Two Museums Tried to Sell Art. Only One Caught Grief About it.

Two museums deliberate to promote works from their collections at a Sotheby’s public sale on Wednesday evening.

One moved ahead seamlessly, with the Brooklyn Museum reaping nearly $20 million for seven works by artists together with Henri Matisse, Joan Miró and Claude Monet.

The different, the Baltimore Museum of Art, determined to pull its work — by Clyfford Still and Brice Marden — two hours earlier than the closely criticized sale after discussions with the Association of Art Museum Directors, knowledgeable group advancing finest practices within the subject.

If the disparate reactions to the 2 gross sales is a bit bewildering, welcome to the world of deaccessioning, the customarily byzantine course of by which museums eliminate gadgets that not serve their long-term pursuits, whether or not by sale or donation.

It’s widespread apply for museums to promote second-tier or redundant works languishing in storage rooms to generate funds for brand spanking new acquisitions.
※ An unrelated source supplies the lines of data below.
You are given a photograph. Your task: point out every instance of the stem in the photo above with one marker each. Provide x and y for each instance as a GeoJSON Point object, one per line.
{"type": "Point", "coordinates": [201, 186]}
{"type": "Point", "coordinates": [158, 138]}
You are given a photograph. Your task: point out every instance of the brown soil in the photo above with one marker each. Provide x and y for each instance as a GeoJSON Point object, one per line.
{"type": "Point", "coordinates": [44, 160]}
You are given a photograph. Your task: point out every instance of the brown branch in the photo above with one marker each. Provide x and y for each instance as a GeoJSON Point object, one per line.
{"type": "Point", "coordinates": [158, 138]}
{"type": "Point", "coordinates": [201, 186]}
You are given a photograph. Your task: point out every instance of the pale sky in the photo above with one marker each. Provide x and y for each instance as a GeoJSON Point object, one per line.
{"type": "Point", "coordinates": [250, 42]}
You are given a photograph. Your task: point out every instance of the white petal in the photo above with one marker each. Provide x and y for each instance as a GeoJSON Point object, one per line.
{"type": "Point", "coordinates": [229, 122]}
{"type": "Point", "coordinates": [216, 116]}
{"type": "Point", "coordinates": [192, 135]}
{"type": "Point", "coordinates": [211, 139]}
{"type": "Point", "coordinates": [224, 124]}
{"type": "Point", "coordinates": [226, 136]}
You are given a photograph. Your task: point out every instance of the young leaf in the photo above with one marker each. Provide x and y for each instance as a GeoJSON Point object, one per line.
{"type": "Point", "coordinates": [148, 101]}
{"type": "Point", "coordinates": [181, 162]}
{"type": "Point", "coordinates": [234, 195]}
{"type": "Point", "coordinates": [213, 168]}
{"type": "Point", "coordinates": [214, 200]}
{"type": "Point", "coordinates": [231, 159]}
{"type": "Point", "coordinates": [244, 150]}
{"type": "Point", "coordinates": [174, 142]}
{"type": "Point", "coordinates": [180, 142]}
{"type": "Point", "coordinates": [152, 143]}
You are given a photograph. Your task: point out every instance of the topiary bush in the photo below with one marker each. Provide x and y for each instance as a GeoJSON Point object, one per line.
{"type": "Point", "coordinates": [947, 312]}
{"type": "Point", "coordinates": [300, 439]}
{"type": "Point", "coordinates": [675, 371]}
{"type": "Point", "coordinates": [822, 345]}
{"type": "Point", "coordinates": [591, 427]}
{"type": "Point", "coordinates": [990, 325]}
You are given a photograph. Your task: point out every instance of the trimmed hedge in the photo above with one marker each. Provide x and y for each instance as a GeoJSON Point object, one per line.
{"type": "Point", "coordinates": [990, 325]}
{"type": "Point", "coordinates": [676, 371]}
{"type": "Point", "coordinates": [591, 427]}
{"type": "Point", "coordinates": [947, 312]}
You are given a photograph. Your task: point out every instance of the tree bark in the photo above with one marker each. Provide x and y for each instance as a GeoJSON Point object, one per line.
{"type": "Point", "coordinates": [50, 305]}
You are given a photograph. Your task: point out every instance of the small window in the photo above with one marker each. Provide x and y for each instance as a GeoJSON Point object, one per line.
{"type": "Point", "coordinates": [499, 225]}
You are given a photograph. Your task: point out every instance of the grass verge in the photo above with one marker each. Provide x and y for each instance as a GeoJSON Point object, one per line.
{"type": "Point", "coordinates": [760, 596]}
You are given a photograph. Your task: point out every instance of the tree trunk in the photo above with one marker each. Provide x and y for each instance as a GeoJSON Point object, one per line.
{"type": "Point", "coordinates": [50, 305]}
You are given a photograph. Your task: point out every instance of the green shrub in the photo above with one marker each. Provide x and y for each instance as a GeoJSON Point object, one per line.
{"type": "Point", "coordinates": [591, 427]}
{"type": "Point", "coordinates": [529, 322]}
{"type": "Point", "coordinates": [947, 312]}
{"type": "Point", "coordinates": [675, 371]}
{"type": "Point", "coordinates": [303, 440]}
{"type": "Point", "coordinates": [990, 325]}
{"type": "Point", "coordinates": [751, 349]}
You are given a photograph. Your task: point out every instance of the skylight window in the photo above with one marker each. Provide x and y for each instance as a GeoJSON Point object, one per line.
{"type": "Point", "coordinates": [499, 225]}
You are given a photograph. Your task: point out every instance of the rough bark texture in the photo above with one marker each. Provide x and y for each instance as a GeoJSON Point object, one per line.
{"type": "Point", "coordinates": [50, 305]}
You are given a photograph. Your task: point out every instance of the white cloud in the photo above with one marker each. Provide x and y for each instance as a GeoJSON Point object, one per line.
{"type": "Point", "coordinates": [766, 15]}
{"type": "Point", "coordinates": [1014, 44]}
But museums can run afoul of moral requirements set by the affiliation — and threat being publicly slapped with sanctions that prohibit loans from member museums — when deaccessioning funds are put towards working bills.

But the affiliation relaxed its guidelines in April because it acknowledged the extraordinary monetary pressures that the pandemic had positioned on museums. It stated that for 2 years, museums would have the opportunity to use deaccession funds not solely to pay for acquisitions but additionally to underwrite the direct care of their collections. And, considerably, the group provided leeway in how every establishment outlined such care internally.

Brooklyn and Baltimore had been fast to take benefit.

For Brooklyn, which has laid of 7 percent of its staff since the start of the pandemic, the need was acute. Its director, Anne Pasternak, said the institution was “extremely conservative” in its selection of objects. A Carlo Mollino table, fetching $6.2 million at Sotheby’s, had been considered for deaccession for decades, given the museum’s stronger holdings of the artist’s work. “The Monet happens to be lovely but is not one of his great works nor close to the best in our collection,” Ms. Pasternak said.

Likewise, the museum has been cautious in how the money would be allocated in its collection’s care fund. “We didn’t just say, ‘Here’s all the salaries for the conservators’; we estimated the time they would actually spend caring for an object,” she said.

Baltimore, however, had a balanced budget and no layoffs or furloughs. Rather, its director, Christopher Bedford, who in 2018 deaccessioned seven blue-chip paintings to buy works by women and artists of color, seized on the opportunity to raise funds for more equity-based initiatives at his museum — in a city with a 68 percent Black population.

With his curators and board, he designated the Still and the Marden, as well as a monumental canvas from Andy Warhol’s “Last Supper” series, which together were expected to yield $65 million. The museum said the sale proceeds would be used to acquire more work by underrepresented artists and to create an endowment for collection care that would free up about $2.5 million in the budget for staff-wide pay increases and other equity-oriented measures. Given the deep holdings of late Warhol, works on paper by Marden and the Abstract Expressionist movement as a whole, the leadership felt they could still richly narrate those histories without the works to be deaccessioned.

Rev. Dr. Alvin C. Hathaway Sr., of the Union Baptist Church in Baltimore, said he hopes the dispute prompts a healthy conversation in America around structural impediments to equality. “Is the value in the art or is the value in the accessibility of others to have access to the art and to have their art valued as well,” he posed.

State officials never publicly intervened in the matter, but the association clarified its position this week in a statement from its president, Brent Benjamin. The funds for “long-term needs — or ambitious goals,” he wrote, “must not come from the sale of deaccessioned art.”

Then, 14 current and former museum directors signed a letter to Baltimore’s board chair asking the museum to reconsider the sale.

The museum ultimately decided to “pause” its plan to sell the works after a phone call Wednesday afternoon between association leaders and Mr. Bedford and Ms. Zamoiski Segal.

But Mr. Bedford made plain in an interview on Thursday that the bigger conversation is not over.

“As an institution, we value the perspectives of colleagues and understand the importance of adhering to the professional guidelines that govern our field,” Mr. Bedford said. “I do believe, though, that the moment has come to more deeply consider the standards by which museums operate. The turmoil we are experiencing is not simply financial; it is the result of entrenched systems that cannot sustain the moment or the future. Our communities are calling us to action, to move beyond words and symbols.”